Too rapidly. The demon turned back to Yi Min, from whose words she had distracted it. “She say—what?” it asked in abominably accented Chinese.
“She apologizes—says she is sorry—for bothering you.” Yi Min had to repeat it a couple of times before the little devil understood. Then he made a noise like a boiling pot. “Is that how to say the same thing in your language?” he asked, switching back to Chinese once more.

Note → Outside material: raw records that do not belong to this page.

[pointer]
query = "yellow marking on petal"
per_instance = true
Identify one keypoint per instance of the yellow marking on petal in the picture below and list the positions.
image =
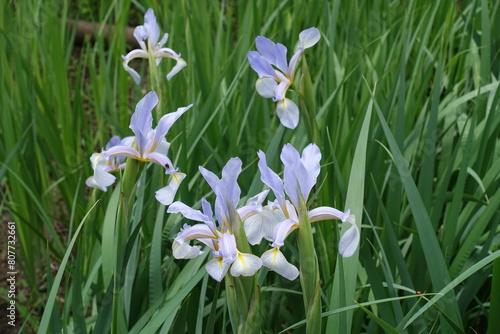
(242, 259)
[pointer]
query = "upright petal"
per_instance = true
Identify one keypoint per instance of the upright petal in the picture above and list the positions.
(262, 225)
(152, 27)
(350, 239)
(288, 113)
(245, 265)
(217, 268)
(311, 156)
(266, 87)
(309, 37)
(282, 230)
(166, 122)
(163, 40)
(102, 178)
(133, 73)
(211, 178)
(181, 63)
(271, 179)
(275, 260)
(281, 61)
(141, 34)
(260, 65)
(267, 48)
(227, 247)
(142, 119)
(293, 62)
(228, 184)
(166, 194)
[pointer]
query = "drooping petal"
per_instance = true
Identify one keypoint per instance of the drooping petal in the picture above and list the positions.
(260, 65)
(152, 27)
(350, 239)
(198, 231)
(282, 230)
(267, 48)
(309, 37)
(288, 113)
(245, 265)
(266, 87)
(166, 194)
(181, 63)
(142, 119)
(166, 122)
(311, 156)
(161, 160)
(227, 248)
(188, 212)
(217, 268)
(185, 251)
(326, 213)
(275, 260)
(262, 225)
(271, 179)
(122, 151)
(91, 182)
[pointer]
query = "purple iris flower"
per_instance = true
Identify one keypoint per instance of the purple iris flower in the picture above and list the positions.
(103, 167)
(221, 240)
(299, 178)
(150, 31)
(276, 75)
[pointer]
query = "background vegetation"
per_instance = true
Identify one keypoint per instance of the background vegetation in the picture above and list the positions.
(421, 75)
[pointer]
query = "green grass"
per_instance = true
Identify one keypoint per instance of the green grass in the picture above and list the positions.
(406, 99)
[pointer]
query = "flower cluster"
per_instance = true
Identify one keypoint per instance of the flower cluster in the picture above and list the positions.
(273, 222)
(275, 81)
(148, 144)
(147, 36)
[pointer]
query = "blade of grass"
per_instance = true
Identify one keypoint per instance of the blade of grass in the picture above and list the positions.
(354, 201)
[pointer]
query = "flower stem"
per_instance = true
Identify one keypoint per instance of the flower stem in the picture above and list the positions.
(309, 272)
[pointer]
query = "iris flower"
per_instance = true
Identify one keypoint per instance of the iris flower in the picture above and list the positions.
(150, 32)
(299, 178)
(221, 240)
(150, 144)
(274, 81)
(103, 167)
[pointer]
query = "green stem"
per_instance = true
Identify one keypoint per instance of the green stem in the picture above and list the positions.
(309, 272)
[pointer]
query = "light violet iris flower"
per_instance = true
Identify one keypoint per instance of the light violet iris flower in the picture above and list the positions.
(221, 240)
(299, 178)
(150, 31)
(150, 144)
(103, 167)
(274, 81)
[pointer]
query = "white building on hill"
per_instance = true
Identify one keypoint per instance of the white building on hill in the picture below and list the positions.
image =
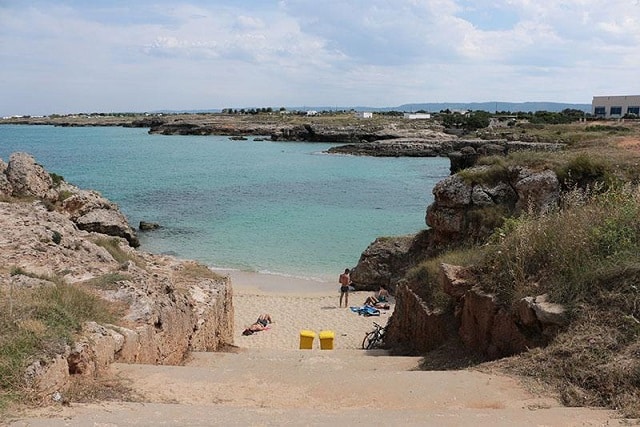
(615, 107)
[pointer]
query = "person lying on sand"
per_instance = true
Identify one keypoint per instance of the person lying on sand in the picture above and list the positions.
(263, 322)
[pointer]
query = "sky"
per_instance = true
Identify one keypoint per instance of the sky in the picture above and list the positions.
(78, 56)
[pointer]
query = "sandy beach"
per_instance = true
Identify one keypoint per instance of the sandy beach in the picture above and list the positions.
(297, 304)
(267, 380)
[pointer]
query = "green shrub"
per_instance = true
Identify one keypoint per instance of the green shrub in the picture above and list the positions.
(585, 171)
(39, 321)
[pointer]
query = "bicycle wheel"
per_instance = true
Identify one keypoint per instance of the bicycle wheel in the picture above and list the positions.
(370, 340)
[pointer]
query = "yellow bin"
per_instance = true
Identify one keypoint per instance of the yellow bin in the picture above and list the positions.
(326, 340)
(306, 339)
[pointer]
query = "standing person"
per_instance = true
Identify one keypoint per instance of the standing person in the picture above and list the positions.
(345, 282)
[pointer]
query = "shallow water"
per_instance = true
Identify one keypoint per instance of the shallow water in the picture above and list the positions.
(278, 207)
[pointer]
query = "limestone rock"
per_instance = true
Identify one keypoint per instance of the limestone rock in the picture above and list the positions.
(6, 189)
(168, 309)
(382, 263)
(455, 280)
(27, 178)
(537, 191)
(110, 222)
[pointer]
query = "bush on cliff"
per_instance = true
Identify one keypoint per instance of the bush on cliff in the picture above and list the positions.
(586, 256)
(40, 320)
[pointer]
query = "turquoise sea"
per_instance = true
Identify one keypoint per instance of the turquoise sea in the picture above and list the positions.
(284, 208)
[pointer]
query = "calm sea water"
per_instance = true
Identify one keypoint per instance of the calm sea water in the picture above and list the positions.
(273, 207)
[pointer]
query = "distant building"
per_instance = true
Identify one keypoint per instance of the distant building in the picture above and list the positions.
(417, 116)
(615, 107)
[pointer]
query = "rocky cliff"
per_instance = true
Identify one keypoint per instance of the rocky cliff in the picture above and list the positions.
(53, 231)
(466, 209)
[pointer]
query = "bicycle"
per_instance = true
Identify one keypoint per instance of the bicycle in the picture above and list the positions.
(374, 338)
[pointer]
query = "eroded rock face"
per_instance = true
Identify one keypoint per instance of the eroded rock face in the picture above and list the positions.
(478, 320)
(23, 177)
(27, 178)
(168, 309)
(468, 211)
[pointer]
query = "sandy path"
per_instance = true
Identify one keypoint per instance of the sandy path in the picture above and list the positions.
(269, 381)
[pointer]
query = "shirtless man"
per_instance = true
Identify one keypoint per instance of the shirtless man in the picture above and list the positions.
(345, 282)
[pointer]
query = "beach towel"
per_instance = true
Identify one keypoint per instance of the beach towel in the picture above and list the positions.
(366, 310)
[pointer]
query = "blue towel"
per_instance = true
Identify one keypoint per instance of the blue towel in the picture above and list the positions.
(366, 310)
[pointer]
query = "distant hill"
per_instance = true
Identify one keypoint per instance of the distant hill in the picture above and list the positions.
(432, 107)
(494, 106)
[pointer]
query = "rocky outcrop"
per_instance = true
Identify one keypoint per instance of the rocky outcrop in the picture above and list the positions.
(463, 210)
(387, 259)
(463, 153)
(468, 210)
(414, 327)
(24, 178)
(169, 307)
(476, 319)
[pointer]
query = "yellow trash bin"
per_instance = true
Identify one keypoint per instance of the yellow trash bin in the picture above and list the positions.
(326, 340)
(306, 339)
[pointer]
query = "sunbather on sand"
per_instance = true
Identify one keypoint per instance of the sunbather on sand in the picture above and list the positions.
(259, 325)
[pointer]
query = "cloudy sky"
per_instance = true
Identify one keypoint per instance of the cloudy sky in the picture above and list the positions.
(68, 56)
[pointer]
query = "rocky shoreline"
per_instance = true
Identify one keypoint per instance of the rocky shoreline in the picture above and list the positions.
(380, 137)
(54, 233)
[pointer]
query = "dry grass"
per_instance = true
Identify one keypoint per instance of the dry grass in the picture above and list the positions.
(40, 321)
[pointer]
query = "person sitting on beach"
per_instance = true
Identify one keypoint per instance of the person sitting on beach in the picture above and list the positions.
(379, 298)
(259, 325)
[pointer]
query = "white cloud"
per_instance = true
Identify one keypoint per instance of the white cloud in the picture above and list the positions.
(116, 56)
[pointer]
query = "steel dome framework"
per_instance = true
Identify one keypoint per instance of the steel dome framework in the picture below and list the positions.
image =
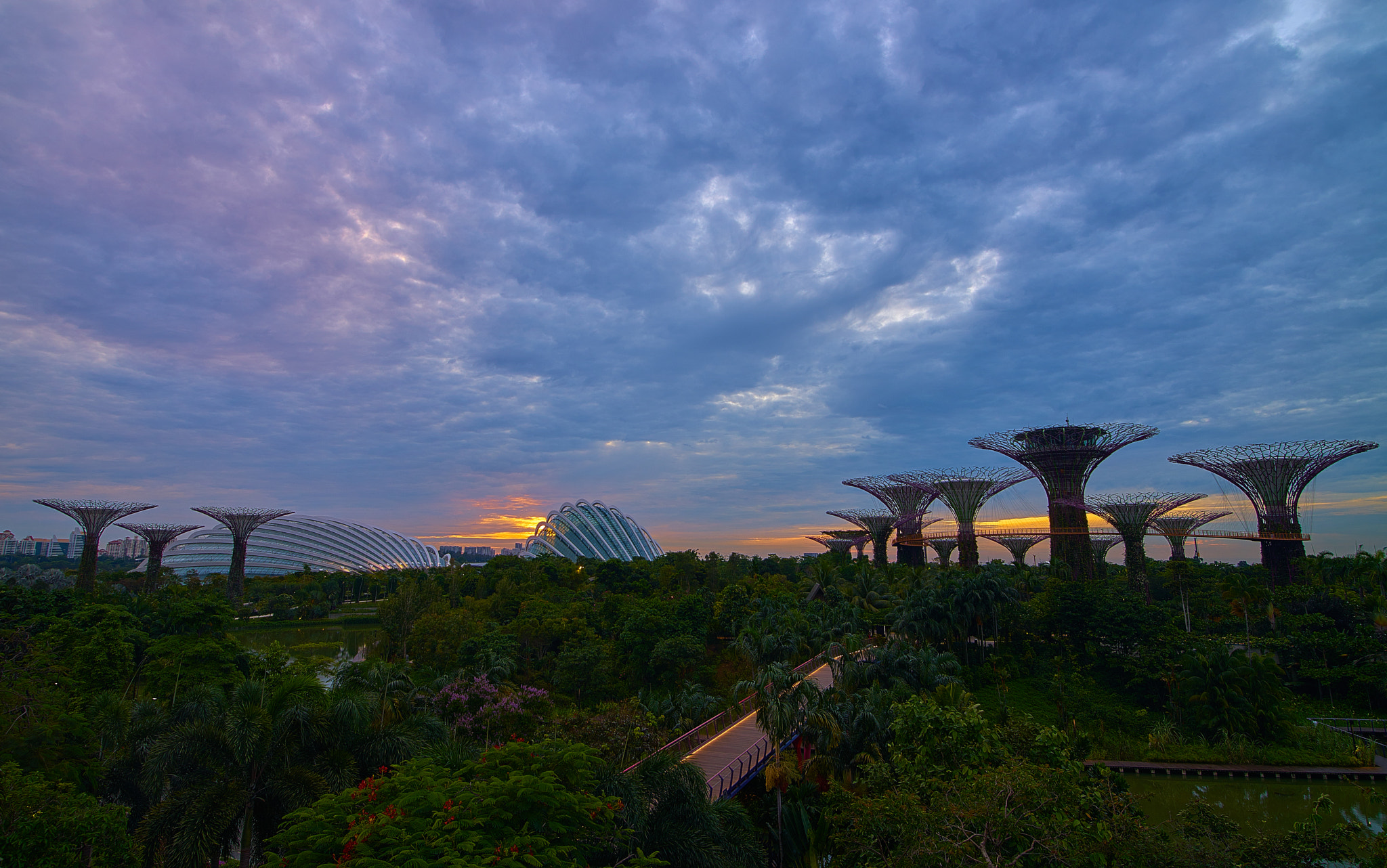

The scaly devil hissed back at him. The language lesson went on for some time, with both Yi Min and the devil ignoring Liu Han as completely as if she’d been the sleeping mat on which they squatted. Finally the little demon bubbled out, what must have been a farewell, for it got to its clawed feet and scurried out of the tent. Even in going, it brushed past Liu Han without a word in either Chinese or devil talk.
Yi Min patted the mat. With some reluctance, Liu Han sat down beside him in the place the little scaled demon had just occupied. The mat was still warm, almost hot; devils, fittingly enough, were more fiery creatures than human beings.
Yi Min was in an expansive mood. “I shall be rich,” he chortled. “The Race—”
“The what?” Liu Han asked.
“The, Race. It is what the devils call themselves. They will need men to serve them, to be their viceroys, men who can teach them the way real people talk and also learn their ugly language. It is difficult, but Ssofeg—the devil who was just here—says I pick it up more quickly than anyone else in this whole camp. I will learn, and help the devils, and become a great man. You were wise to stick by me, Liu Han, truly wise.”